FT Diomedes wrote:Ship Replacement Programs (SRP) are bad for Eve. The alliance and coalition income sources that support them need to go away. In conjunction with hitting the supply side of alliance income, it should become more expensive to hold sovereignty.
I know this will produce a howl of outrage, but please, hear me out. Eve is a game about immersion and consequences. SRP detracts from both. When I first began playing Eve, over seven years ago, there was no SRP. I had to invest hours of gameplay to get ISK to purchase my ships. Most PVE occurred in belts. ISK/hour was low. That was hours I had to be in space, providing potential content for others. I had a reason to be in game for hours outside of fleets. Hours of work and effort could explode in seconds. Eve had consequences. Eve was thrilling. My hands literally shook when I warped a battleship into a brawl. The adrenalin was intoxicating and addictive. One night my alliance leader warped his Aeon to a gate against 200 hostiles. Then disconnected. I lost five battleships that night. My alliance lost several carriers saving his dumb ass. There was no SRP for that fight. I was financially devastated. It remains the most fun I have ever had in Eve.
Today, things are very different. The two major coalitions have ample moon and renter incomes to support huge areas of sovereignty and massive SRP programs. Even the Goons, who were regarded as low SP morons in Rifters seven years ago, provide alliance level subsidies for capital ship pilots. Every capable alliance has some passive income source they can trickle down to the members.
The result is that many people no longer have to play Eve. They play another game and wait for a Jabber ping, or log in once a night to see if anything is going on. Nothing ever is, because no one in null sec has a reason to play the game! Major null sec warfare is dead, because of self-imposed restrictions and the fact that grinding sovereignty sucks. Small gangs can roam for hours while finding mostly empty belts because very few people have to rat or mine. So, the small gangs stop going out and are replaced with an AFK cyno alt sitting in a ratting system just on the off chance that some poor bastard logs in to grind up a PLEX, because the game is not exciting enough to be worth $15/month. The dude controlling the alt is asleep, playing another game, or running incursions in highsec to PLEX his AFK alt. Grinding for PLEX or to get a Supercapital is the only reason most people rat or mine in null sec. Or because they are being farmed like a space peasant by a coalition.
Once I get enough ISK for a T1 cruiser, I can go join fleets and keep replacing it pretty much indefinitely just off SRP. Losing it is meaningless. Eve has gone from being a game with consequences to being more like a first person shooter with nearly instant respawn. This makes Eve a less exciting and less immersive game.
My solution: Get rid of moon mining completely. Replace it with new mining sites where people can obtain those raw materials. This puts people in space, which provides content for more than the occasional moon POS bash. It cuts out one pillar of coalition income. Players now attack players instead of structures.

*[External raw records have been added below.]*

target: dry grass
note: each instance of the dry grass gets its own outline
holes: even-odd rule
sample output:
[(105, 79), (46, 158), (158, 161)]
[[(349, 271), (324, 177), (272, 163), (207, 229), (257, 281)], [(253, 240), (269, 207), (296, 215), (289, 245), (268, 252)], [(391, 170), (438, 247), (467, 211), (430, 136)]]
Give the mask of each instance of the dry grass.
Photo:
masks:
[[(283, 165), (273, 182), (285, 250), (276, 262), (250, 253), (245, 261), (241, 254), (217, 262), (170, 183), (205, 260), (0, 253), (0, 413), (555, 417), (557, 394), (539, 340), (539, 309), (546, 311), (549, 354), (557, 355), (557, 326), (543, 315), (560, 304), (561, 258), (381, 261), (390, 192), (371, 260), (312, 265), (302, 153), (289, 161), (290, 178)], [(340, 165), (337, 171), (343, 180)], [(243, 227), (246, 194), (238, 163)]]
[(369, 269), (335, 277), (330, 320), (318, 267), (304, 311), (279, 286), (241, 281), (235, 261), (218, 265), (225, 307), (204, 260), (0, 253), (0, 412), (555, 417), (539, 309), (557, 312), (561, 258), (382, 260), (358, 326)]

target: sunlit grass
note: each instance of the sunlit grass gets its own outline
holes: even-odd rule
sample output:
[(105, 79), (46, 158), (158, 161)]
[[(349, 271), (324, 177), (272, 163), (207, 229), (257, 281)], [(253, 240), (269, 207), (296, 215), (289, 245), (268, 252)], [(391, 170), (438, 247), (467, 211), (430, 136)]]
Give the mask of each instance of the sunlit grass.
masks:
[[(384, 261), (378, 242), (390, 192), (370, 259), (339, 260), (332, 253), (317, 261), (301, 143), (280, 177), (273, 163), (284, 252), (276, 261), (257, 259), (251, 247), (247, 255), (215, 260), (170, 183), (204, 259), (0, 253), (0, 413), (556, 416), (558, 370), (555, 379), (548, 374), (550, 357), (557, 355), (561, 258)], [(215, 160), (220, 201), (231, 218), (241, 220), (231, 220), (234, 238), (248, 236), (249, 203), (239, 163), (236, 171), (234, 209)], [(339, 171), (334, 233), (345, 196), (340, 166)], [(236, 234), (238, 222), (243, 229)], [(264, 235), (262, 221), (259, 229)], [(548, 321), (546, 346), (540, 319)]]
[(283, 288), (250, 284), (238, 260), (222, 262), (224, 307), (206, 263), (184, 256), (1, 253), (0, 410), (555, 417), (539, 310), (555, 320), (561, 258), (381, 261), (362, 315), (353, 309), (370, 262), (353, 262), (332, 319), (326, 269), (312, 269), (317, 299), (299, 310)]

That is only half the issue. In this era, most alliance income comes from renters. Most sovereignty is held by holding corporations. Make sovereignty a corporation rather than alliance thing. Limit the amount of sovereignty systems one corporation can hold. Or scale the costs dramatically above a certain threshold. Or both. Make it so that you must control the entire constellation to hold any sovereignty. One corp holding one constellation? No issues. One corp holding two constellations? More expensive or not allowed. Of course coalitions will adapt by adding more holding corporations, but one goal is to increase the hassle for the largest sovereignty holders while having a minimal impact on little guys. More holding corporations is more chances for fraud or forgotten sovereignty bills.
Coincidentally, if done properly this would also greatly affect jump bridge networks, which is part of the issue with force projection. Want to have a jump bridge network that spans Eve? Must have sovereignty in many constellations, which means greater fees for sov. Then make jump bridges only work for corp members, not based on standings. Now, if you want the jump bridge network, you cannot have a bunch of little holding corps controlling all the space.
Do something similar with cynos - the cyno pilot must be in the same corporation or alliance. Boom, all those neutral cyno alts have to unmask and show their affiliation. Coordinating coalition ops is much harder. That would tend to make people clump up into mega corps or alliances, but then they bear the increased cost of sovereignty and stand to lose corp identities if they blob up.
Now kick corporations in the teeth. Non-NPC corporations can no longer tax members directly in-game. They cannot charge any fees in stations or tax refining. They have to rely on donations for corporate sovereignty bills or other programs. More opportunities for freeloading. Less passive income for the corporation from those who actually play the game. Good, close knit corps will still function, but mega corps will suffer.
This would not solve every issue with Eve, but it would be a step in the right direction.